Deputada do Paraná quer barrar entrada de devedores de pensão em estádios

Projeto quer barrar acesso de devedores de pensão alimentícia a estádios de futebol. Foto: Antônio Costa / Gazeta do Povo (Arquivo)

A deputada federal Carol Dartora (PT-PR) apresentou o Projeto de Lei 2.766/2026, que pretende proibir o acesso de devedores de pensão alimentícia a estádios em todo o Brasil. A proposta tem por objetivo reduzir a inadimplência dos devedores que usam como desculpa a falta de dinheiro para honrar com suas obrigações financeiras, mas que gastam em outras atividades.

O projeto altera a Lei Geral do Esporte e o Código de Processo Civil, tornando a proibição de acesso a estádios e arenas temporária, até o pagamento dos valores devidos.

A medida dependerá de decisão judicial específica e somente poderá ser aplicada a devedores regularmente intimados e inscritos em cadastro judicial de inadimplentes.

“Não é aceitável que alguém deixe de cumprir uma obrigação essencial para a sobrevivência dos próprios filhos e continue frequentando grandes eventos de lazer sem qualquer consequência. A prioridade deve ser a proteção das crianças e adolescentes”, afirma.

Segundo o projeto, estádios que já dispõem de serviços de identificação por biometria facial podem implementar a fiscalização. “Não podemos usar a limitação tecnológica como justificativa para a omissão do Estado. Hoje já existem sistemas de biometria facial, cruzamento de dados e controle de acesso capazes de identificar torcedores com restrições judiciais em diversos estádios brasileiros”, explicou a deputada à Tribuna.

Segundo ela, o que falta muitas vezes não é tecnologia, mas integração entre os sistemas, investimento público e prioridade política. “Defendo que o acesso aos estádios esteja conectado aos bancos de dados do Poder Judiciário para que decisões relacionadas à inadimplência de pensão alimentícia possam ser efetivamente fiscalizadas”, justifica.

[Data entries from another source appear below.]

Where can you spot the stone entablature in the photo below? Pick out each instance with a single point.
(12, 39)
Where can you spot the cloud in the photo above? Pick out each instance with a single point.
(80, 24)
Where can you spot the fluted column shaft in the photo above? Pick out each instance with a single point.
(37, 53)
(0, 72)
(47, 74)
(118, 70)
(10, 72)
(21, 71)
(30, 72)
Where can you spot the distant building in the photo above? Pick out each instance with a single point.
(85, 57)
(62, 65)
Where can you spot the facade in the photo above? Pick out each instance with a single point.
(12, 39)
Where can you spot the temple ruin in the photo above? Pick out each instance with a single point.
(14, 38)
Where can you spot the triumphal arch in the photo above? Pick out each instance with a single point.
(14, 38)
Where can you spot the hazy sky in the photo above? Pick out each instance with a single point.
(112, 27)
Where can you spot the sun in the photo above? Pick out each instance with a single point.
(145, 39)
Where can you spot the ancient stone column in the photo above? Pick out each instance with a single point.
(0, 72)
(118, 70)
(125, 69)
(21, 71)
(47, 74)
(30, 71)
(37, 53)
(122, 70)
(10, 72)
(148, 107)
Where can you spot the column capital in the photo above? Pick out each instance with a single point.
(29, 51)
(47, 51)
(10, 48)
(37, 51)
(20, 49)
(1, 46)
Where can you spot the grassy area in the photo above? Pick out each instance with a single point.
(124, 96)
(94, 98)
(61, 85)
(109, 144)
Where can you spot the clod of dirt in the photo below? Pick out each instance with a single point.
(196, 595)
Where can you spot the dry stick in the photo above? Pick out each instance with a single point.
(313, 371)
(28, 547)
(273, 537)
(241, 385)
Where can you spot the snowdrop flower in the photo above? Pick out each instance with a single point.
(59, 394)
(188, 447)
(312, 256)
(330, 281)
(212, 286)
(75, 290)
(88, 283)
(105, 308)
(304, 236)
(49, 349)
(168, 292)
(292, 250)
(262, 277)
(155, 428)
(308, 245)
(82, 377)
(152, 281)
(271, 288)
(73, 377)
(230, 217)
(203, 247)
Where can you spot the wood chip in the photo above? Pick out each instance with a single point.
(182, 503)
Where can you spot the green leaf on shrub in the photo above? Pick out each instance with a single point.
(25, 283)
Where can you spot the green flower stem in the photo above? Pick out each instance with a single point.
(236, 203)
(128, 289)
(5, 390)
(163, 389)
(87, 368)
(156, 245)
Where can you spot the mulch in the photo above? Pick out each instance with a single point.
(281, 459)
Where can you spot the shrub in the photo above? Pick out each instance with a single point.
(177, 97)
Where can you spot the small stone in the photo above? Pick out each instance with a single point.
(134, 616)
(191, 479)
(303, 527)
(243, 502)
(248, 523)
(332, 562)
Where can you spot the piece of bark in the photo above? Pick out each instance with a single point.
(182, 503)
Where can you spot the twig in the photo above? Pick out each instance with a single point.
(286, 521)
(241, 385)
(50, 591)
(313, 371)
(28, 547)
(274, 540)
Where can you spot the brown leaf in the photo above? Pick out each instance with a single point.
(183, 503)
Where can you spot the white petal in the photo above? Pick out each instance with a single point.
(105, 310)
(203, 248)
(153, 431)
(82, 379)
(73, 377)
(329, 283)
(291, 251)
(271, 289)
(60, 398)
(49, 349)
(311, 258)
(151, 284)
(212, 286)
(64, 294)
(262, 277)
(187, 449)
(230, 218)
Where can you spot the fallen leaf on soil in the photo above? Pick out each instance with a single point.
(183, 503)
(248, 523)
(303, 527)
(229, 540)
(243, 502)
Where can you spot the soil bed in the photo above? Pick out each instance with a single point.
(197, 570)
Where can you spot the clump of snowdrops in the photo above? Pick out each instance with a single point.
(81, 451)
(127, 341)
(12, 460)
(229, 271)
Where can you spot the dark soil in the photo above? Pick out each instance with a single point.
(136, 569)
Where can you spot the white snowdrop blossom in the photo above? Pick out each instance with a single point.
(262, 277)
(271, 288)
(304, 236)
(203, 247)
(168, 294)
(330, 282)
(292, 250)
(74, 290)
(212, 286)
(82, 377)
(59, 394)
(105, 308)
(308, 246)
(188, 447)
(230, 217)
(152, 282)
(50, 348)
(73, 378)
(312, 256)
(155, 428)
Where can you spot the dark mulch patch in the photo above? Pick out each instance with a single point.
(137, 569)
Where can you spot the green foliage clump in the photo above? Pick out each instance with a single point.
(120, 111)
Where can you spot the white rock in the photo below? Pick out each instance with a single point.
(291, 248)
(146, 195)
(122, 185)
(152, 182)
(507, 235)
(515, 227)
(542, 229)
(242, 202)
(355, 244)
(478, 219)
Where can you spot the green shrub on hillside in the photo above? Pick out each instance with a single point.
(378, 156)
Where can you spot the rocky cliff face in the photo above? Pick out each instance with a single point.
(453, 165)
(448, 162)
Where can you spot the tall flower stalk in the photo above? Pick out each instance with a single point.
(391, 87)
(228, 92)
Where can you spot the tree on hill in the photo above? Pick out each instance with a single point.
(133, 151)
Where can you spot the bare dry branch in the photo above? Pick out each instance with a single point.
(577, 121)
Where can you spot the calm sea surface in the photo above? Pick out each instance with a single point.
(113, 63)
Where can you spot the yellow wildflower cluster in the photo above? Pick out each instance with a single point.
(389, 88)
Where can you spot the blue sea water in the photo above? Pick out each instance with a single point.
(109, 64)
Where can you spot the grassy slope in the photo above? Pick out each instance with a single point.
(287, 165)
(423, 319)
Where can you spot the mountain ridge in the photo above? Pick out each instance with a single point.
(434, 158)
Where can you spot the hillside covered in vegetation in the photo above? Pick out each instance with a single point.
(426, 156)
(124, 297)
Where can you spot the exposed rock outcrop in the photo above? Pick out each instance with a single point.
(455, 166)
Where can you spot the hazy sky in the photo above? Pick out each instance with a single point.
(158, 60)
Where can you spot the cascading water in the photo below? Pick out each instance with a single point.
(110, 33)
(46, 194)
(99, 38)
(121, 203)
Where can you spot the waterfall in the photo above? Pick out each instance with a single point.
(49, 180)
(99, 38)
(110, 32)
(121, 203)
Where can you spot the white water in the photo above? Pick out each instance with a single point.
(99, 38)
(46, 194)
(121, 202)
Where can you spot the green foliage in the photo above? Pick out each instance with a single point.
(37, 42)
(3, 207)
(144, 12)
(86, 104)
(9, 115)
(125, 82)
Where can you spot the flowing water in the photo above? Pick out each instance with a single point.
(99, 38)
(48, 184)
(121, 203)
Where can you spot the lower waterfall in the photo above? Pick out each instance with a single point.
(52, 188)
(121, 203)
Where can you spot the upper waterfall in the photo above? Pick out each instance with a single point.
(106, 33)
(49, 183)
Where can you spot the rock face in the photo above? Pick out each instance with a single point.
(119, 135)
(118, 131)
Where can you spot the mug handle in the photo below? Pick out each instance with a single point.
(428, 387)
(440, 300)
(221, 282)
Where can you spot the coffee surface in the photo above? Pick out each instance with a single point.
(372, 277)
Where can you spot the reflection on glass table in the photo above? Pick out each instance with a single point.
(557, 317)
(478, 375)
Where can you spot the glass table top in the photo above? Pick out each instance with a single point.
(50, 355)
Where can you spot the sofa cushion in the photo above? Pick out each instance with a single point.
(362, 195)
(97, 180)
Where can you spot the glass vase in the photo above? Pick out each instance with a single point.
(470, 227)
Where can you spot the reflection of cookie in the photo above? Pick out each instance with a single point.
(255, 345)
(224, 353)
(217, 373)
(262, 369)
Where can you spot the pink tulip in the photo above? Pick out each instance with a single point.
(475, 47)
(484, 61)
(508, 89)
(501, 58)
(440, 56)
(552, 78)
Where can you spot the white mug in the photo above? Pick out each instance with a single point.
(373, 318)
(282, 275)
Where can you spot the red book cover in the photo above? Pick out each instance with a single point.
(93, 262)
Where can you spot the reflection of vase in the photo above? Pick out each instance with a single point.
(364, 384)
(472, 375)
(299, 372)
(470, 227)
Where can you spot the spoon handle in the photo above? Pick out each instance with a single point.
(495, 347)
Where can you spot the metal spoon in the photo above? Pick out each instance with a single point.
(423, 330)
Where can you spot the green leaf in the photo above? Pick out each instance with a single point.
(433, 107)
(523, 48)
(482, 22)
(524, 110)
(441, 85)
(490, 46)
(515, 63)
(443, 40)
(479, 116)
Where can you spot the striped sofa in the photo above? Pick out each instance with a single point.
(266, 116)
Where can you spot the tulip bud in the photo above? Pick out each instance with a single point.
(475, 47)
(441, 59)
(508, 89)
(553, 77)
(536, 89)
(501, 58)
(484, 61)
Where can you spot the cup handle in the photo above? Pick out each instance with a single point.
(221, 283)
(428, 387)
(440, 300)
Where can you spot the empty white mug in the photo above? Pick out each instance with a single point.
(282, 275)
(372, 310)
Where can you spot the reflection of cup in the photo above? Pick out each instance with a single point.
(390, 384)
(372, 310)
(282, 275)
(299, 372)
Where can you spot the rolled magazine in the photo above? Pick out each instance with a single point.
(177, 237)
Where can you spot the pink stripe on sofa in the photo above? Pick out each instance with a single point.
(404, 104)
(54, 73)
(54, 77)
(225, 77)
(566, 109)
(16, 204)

Para Carol Dartora, a tecnologia precisa estar a serviço da proteção das crianças e adolescentes. “Se conseguimos identificar torcedores envolvidos em violência, também devemos ser capazes de responsabilizar aqueles que deixam de cumprir obrigações fundamentais com seus próprios filhos.”

Dívidas com pensão alimentícia atingem milhões de brasileiros

Dados do Conselho Nacional de Justiça mostram que os processos relacionados à pensão alimentícia cresceram significativamente nos últimos anos. Entre 2014 e 2019, o número de novas ações praticamente dobrou, chegando a cerca de 460 mil processos anuais.

O Brasil tem mais de 11 milhões de mães que criam os filhos sozinhas, muitas vezes sem receber qualquer contribuição financeira do pai. “A pensão alimentícia não é um favor nem uma gentileza. É um direito da criança e do adolescente. Quando um pai escolhe gastar com lazer, entretenimento ou qualquer outra prioridade pessoal enquanto deixa de contribuir para o sustento dos filhos, estamos diante de uma violação de direitos”, explica.

No Paraná, um levantamento realizado a partir do Observatório de Dados do Tribunal de Justiça aponta a existência de quase 56 mil processos ativos buscando a prisão civil de devedores de pensão alimentícia.

Pensão alimentícia é uma questão de identidade de gênero

Segundo a deputada, esse debate precisa ser compreendido como uma questão de identidade de gênero. “No Brasil, são majoritariamente as mulheres que assumem sozinhas a sobrecarga financeira, emocional e cotidiana da criação dos filhos”, justifica.

O projeto de lei busca fortalecer os mecanismos de cobrança e responsabilização, mas também enfrentar uma cultura que ainda naturaliza a ausência paterna. “A sociedade costuma cobrar muito das mães e muito pouco dos quais. Essa régua precisa mudar. A responsabilidade parental não pode ser opcional. Quem quer exercer plenamente seus direitos de cidadão também precisa cumprir seus deveres. E cuidar dos próprios filhos é talvez o mais básico deles”, conclui.

O texto também estabelece salvaguardas para proteção de dados pessoais, prevendo que qualquer compartilhamento de informações ocorra exclusivamente para verificar o impedimento de acesso às arenas esportivas, em conformidade com a Lei Geral de Proteção de Dados (LGPD).

A proposta foi recebida pela Mesa Diretora da Câmara dos Deputados e aguarda o encaminhamento legislativo.